The moderate view of Hindu scholars is that Duryodhana was the personification of evil, and one whose purpose was to defeat the will of Vishnu on Earth. His name itself means 'bad ruler' in Sanskrit. Yet, like most characters of the Mahabharata, he is said to possess a few positive traits as well, due to which he salvages some respect for himself.

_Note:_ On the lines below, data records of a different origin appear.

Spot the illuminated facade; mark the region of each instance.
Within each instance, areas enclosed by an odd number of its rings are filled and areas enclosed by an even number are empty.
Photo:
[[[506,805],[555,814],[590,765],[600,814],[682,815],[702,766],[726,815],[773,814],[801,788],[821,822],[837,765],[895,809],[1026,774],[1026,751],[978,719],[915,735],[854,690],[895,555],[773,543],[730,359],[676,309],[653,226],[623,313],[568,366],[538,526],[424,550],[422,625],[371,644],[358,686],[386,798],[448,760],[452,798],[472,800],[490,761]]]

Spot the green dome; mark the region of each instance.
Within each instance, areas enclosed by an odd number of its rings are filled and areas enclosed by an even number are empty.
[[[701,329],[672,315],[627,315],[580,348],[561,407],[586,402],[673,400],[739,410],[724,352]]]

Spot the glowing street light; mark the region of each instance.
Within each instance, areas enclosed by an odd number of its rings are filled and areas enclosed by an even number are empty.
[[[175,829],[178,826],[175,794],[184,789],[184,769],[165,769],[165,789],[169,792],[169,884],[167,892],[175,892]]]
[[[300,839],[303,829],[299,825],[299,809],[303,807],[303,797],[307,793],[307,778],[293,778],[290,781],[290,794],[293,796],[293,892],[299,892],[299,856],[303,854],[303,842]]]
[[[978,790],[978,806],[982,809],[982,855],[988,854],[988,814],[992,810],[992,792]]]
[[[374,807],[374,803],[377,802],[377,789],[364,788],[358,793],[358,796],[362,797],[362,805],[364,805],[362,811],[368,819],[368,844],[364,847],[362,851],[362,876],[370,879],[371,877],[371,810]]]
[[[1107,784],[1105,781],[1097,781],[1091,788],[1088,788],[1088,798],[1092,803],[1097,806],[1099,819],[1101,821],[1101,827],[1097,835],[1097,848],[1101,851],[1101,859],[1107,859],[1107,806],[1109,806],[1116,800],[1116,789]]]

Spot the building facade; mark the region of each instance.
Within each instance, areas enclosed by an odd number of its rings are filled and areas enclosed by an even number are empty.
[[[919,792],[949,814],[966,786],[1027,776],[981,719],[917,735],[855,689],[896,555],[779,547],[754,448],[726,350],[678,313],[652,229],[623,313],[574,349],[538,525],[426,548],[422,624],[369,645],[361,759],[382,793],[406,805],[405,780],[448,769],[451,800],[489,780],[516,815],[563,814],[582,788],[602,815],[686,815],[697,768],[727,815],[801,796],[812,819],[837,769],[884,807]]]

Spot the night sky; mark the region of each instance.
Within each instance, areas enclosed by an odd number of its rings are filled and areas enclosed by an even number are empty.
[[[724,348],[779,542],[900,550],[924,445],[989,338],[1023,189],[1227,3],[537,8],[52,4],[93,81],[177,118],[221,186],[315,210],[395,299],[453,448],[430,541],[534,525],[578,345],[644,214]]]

Duryodhana is viewed as the product of Dhritarastra's ambition and also in a metaphorical sense, his 'blindness'(i.e, inability to tell good from evil). Duryodhana symbolizes, among other things, jealousy. Bhima's unrestrained, brutal beatings during childhood leave psychological scars on him. His envy was further fueled by the fact that he felt that the Kuru elders preferred the Pandavas to him and his brothers. Duryodhana also symbolizes unfairness, deceit and lust. He endorses the idea of an unfair game of dice, with the detailed plan devised by Shakuni, in order to usurp the Pandavas' kingdom. He is elated at winning Draupadi in the game, and invites her to sit on his thigh, an act which prompts Bhima to vow that he would break the thigh. He has a major role to play in the various acts of injustice and deceit that involve the death of Abhimanyu and the fire at Lakshagraha, among others. Duryodhana is also seen as being overly ambitious and arrogant, repeatedly claiming that he would not even give the Pandavas 'enough land to fit on the tip of a needle.' When asked to sign a treaty of peace with the Pandavas for the benefit of the nation, he claims that he himself is the nation. As Bhishma tells him, it is his short-shortsightedness, arrogance and greed that results in the demise of his entire army, his brothers, and of his friend Karna. He thus personifies a corruption and inversion of various ideals that were dear to the Kuru clan, and which are enumerated in the Bhagavad Gita.
However, as is evident from the discussion in one of the previous sections, he does have some positive 'Gunas'. He decries the means of discrimination employed by Dronacharya. He goes one-step further to accord Karna place among the royals, by crowning him the King of Anga and standing by him whenever anyone pointed a finger at his lower-birth.
At Poruvazhy Peruviruthy Malanada Temple in Kerala's Kollam district, Duryodhana is worshipped as the main deity. It is the only temple in South India, where a Kaurava is considered a God.
In Kumaon region of Uttranchal, several beautifully carved temples are dedicated to Duryodhana and he is worshipped as a minor deity. The mountain tribes of Kumaon fought along with Duryodhana armies in the Mahābhārata war; he was venerated as a capable and generous administrator.